L’F-35, la panacea di tutti i nostri mali

Forse nessun aereo militare nel passato è stato così conosciuto dalla gente non esperta di aviazione come l’F-35.

Politici, giornalisti ed economisti si sono gettati sul caso F-35 non credendo ai loro occhi, la panacea di tutti i mali era lì, sotto gli occhi di tutti e nessuno se era accorto prima: come  risolvere il problema della pressione fiscale, delle pensioni, del welfare in un colpo solo? Semplice, annullare il programma F-35 che costerebbe all’Italia 15 mld di euro ed investire i soldi risparmiati in altri settori.

Peccato che tra i suddetti illustri signori nessuno pare sapere (o voler sapere) che le cose non stanno proprio così e che la verità è ben lontana da quanto dicono nei loro comizi o da quanto scrivono sui loro giornali.

Cerchiamo di inquadrare meglio il tema, lasciano poi libero ognuno di farsi l’idea che preferisce.

L’F-35 è un caccia multiruolo di nuova generazione destinato, per quanto riguarda l’Italia, a sostituire 3 modelli attualmente in linea presso l’Aeronautica e la Marina: il Tornado (in tutte le versioni), l’AMX e l’Harrier. Tutti modelli che attualmente vengono principalmente utilizzati per l’attacco al suolo (anche se l’Harrier ha anche una capacità di protezione della flotta) e che sono stati sempre in prima linea nelle guerre (ops, si potrà utilizzare questo termine?) che l’Italia ha combattuto negli ultimi anni (Golfo, ex-Jugoslavia, Afghanistan, Libia).

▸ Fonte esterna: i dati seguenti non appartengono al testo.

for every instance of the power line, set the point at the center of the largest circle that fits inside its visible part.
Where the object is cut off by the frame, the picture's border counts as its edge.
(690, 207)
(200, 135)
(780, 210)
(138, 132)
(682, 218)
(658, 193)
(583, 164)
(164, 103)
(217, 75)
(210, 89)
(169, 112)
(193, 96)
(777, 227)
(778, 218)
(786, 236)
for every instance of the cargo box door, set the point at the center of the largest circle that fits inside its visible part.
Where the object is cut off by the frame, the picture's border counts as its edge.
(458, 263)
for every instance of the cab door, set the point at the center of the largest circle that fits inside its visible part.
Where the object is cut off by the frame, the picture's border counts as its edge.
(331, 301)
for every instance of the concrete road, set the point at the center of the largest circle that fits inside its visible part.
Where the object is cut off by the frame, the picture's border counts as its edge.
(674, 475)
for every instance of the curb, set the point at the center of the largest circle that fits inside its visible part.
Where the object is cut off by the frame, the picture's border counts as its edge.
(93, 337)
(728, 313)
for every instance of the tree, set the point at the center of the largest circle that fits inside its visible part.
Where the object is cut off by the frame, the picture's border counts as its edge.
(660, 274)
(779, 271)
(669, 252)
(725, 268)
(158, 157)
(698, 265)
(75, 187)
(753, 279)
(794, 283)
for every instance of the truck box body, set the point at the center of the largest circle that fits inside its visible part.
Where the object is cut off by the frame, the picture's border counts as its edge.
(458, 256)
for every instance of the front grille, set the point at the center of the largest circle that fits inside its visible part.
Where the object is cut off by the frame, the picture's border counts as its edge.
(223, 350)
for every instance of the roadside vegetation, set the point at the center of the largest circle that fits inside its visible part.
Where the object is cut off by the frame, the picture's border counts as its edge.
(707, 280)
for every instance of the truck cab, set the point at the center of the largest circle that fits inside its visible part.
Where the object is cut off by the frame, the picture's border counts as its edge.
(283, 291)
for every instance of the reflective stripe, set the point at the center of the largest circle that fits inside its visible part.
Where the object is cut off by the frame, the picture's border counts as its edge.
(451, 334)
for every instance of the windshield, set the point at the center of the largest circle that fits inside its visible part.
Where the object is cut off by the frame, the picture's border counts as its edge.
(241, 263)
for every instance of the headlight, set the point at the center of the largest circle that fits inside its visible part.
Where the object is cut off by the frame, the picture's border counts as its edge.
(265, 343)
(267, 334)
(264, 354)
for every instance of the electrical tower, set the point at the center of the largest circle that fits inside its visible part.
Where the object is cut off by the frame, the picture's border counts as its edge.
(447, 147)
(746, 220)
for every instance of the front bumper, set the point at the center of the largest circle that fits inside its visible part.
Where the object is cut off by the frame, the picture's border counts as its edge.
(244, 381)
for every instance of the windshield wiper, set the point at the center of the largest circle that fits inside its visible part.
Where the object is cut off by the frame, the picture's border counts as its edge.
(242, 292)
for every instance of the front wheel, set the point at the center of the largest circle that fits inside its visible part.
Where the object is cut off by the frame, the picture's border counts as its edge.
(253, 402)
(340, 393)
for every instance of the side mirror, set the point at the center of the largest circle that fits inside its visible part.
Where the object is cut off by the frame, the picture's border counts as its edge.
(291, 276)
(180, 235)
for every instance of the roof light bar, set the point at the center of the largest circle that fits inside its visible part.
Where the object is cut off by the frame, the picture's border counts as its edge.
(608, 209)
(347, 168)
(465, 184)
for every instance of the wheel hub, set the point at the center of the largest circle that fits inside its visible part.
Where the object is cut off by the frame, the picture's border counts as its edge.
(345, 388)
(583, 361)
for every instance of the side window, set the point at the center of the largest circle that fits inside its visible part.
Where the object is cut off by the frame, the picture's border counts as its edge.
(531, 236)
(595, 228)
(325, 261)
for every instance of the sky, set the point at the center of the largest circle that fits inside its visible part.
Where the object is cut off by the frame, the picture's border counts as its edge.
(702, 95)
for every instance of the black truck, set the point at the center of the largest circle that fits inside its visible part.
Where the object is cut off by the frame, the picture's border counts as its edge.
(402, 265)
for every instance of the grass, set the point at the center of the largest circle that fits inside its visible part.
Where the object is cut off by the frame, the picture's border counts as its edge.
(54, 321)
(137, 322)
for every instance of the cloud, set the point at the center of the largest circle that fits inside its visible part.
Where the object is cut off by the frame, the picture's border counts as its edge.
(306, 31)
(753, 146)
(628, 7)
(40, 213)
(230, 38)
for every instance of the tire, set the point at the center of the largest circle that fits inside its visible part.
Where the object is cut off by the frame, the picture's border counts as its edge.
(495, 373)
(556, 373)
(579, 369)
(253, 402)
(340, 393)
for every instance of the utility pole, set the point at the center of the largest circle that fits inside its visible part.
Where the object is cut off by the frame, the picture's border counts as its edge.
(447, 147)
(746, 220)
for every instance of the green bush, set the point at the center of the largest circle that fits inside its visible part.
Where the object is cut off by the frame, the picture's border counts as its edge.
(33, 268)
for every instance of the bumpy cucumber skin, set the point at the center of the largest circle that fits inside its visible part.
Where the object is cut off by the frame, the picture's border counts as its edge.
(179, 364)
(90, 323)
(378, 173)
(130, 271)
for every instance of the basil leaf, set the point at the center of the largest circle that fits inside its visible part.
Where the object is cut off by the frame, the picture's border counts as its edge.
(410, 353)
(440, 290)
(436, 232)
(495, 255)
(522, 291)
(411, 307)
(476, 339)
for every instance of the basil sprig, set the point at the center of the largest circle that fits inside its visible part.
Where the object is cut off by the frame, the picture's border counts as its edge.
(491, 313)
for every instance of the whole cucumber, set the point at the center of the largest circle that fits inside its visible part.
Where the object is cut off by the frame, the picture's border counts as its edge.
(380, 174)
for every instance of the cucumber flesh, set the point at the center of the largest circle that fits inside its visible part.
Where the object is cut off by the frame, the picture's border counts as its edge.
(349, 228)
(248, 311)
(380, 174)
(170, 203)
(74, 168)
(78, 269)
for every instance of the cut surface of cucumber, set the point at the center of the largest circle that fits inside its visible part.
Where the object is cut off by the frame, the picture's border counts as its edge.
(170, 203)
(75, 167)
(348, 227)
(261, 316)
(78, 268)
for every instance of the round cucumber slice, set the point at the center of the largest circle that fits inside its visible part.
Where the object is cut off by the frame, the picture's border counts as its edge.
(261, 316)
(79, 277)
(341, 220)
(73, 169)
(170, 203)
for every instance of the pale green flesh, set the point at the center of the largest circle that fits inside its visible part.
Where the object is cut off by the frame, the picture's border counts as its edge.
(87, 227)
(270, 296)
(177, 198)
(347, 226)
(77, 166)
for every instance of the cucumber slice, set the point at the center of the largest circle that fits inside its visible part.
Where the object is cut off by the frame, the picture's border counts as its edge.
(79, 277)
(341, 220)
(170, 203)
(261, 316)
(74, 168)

Aerei in uso da tantissimi anni e che oggi devono essere sostituiti (sia per garantire un’operatività adeguata, che per garantire la sicurezza dei piloti che per motivi economici, visto che la manutenzione su aerei vecchi costa sempre di più).

Ad oggi l’Aeronautica ha in linea una novantina di Tornado e circa una sessantina di AMX, la Marina impiega 14 Harrier, in totale dunque gli aerei da sostituire sarebbero all’incirca 180.

La peculiarità dell’F-35, al di là delle sue caratteristiche tecniche, risiedono anche nel progetto che è alla base del nuovo caccia. Un progetto in larga parte internazionale (anche se gli USA detengono in maniera esclusiva un certo know-how) che vede partecipare alla costruzione del velivolo diverse industrie sparse in alcuni paesi partner. Tra questi paesi c’è l’Italia.

L’Italia però all’interno del progetto dell’F-35 gioca un ruolo più importante rispetto a quello di altri Stati perché è riuscita ad ottenere che sul suo territorio nazionale abbia sede il sito produttivo dove verranno fisicamente costruiti  i velivoli (non solo per sé ma anche per altri Paesi) e, cosa parimenti importante in un’ottica a lungo respiro, dove verranno manutenuti. Questo impianto, già costruito, ha sede all’interno della base di Cameri, vicino a Novara, ed è gestita da Alenia, industria del gruppo Finmeccanica (gruppo, è il caso di ricordarlo, in mano allo Stato).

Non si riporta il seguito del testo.